Fresh coffee produces too much crema because recently roasted beans still contain high levels of trapped carbon dioxide (CO2) that has not fully escaped through natural degassing. When this CO2-heavy coffee is brewed as espresso, the gas is forced out under pressure and whipped into the surface oils, producing an unusually thick, fast-rising crema that is often a sign of uneven extraction rather than a mark of quality.
The Cause: Residual CO2 from Roasting
During roasting, heat inside the roaster breaks down sugars and other compounds, releasing large volumes of carbon dioxide that become trapped within the cellular structure of the bean. This gas does not exit instantly. It escapes gradually over a period of days to weeks in a process known as degassing, which is why freshly roasted bags are packaged with one-way valves.
When beans are ground and brewed before this process has substantially progressed, most of the CO2 remains locked inside the cell structure. During espresso extraction, hot water under roughly 9 bars of pressure forces the residual gas out rapidly. This gas mixes with emulsified oils on the surface of the shot, generating a thick, pale, quick-forming crema.
Why Excess Crema Indicates a Problem
Crema generated primarily by escaping CO2, rather than by balanced extraction yield, is typically unstable and collapses quickly, and the espresso beneath it is often sour or thin. This occurs because trapped gas disrupts even water flow through the coffee bed. Instead of penetrating the portafilter basket uniformly, water is diverted around gas pockets, following the path of least resistance. This is the same underlying mechanism responsible for channeling, in which water carves narrow routes through the puck, producing simultaneous over-extraction along the channel and under-extraction in the surrounding grounds. A large, foamy crema can therefore conceal an unevenly extracted shot rather than confirm a well-made one.
For this reason, many cafés and roasters observe a resting period of approximately 5 to 14 days between roasting and brewing. Allowing beans this window lets excess CO2 dissipate gradually, so that by the time the coffee reaches an espresso machine, gas release contributes a smaller and more controlled share of the crema rather than dominating it.

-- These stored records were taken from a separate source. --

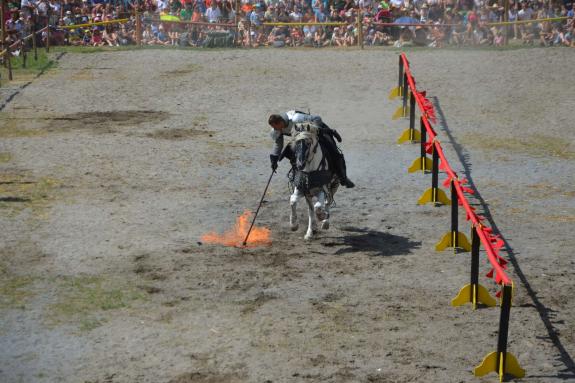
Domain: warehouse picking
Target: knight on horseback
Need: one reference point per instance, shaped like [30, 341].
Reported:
[283, 124]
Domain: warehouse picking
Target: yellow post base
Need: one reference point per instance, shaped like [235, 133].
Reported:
[489, 364]
[400, 112]
[468, 294]
[422, 163]
[396, 92]
[411, 135]
[434, 195]
[450, 240]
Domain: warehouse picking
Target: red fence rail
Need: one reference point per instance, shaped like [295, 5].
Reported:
[501, 362]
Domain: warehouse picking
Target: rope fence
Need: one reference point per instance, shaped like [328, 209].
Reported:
[500, 361]
[141, 29]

Why Some Beans Produce More Crema Than Others
Freshness is one variable among several. Even at an optimal resting point, crema volume varies significantly between beans due to factors intrinsic to the coffee itself.
Species and Variety
Robusta (Coffea canephora) beans generally produce thicker, longer-lasting crema than Arabica, largely due to higher concentrations of melanoidins and differing lipid and polysaccharide profiles that stabilize foam. This is why many traditional Italian espresso blends include a percentage of Robusta for fear that the crema will disappear quickly after extraction, despite Arabica generally being preferred for cleaner acidity and aroma.
Roast Level and Oil Migration
Darker roasts bring more oil to the surface of the coffee bean, and this surface oil emulsifies readily under pressure, increasing crema volume. Lighter roasts are denser and less structurally broken down, and typically produce thinner crema even under identical freshness conditions.
Processing Method
The method used to process a coffee cherry after harvest affects the sugar and oil content that ultimately reaches the roasted bean. Natural and honey-processed lots, which retain more fruit sugars during drying, tend to develop more melanoidins during roasting and can produce denser, more richly colored crema than washed lots from the same estate coffee.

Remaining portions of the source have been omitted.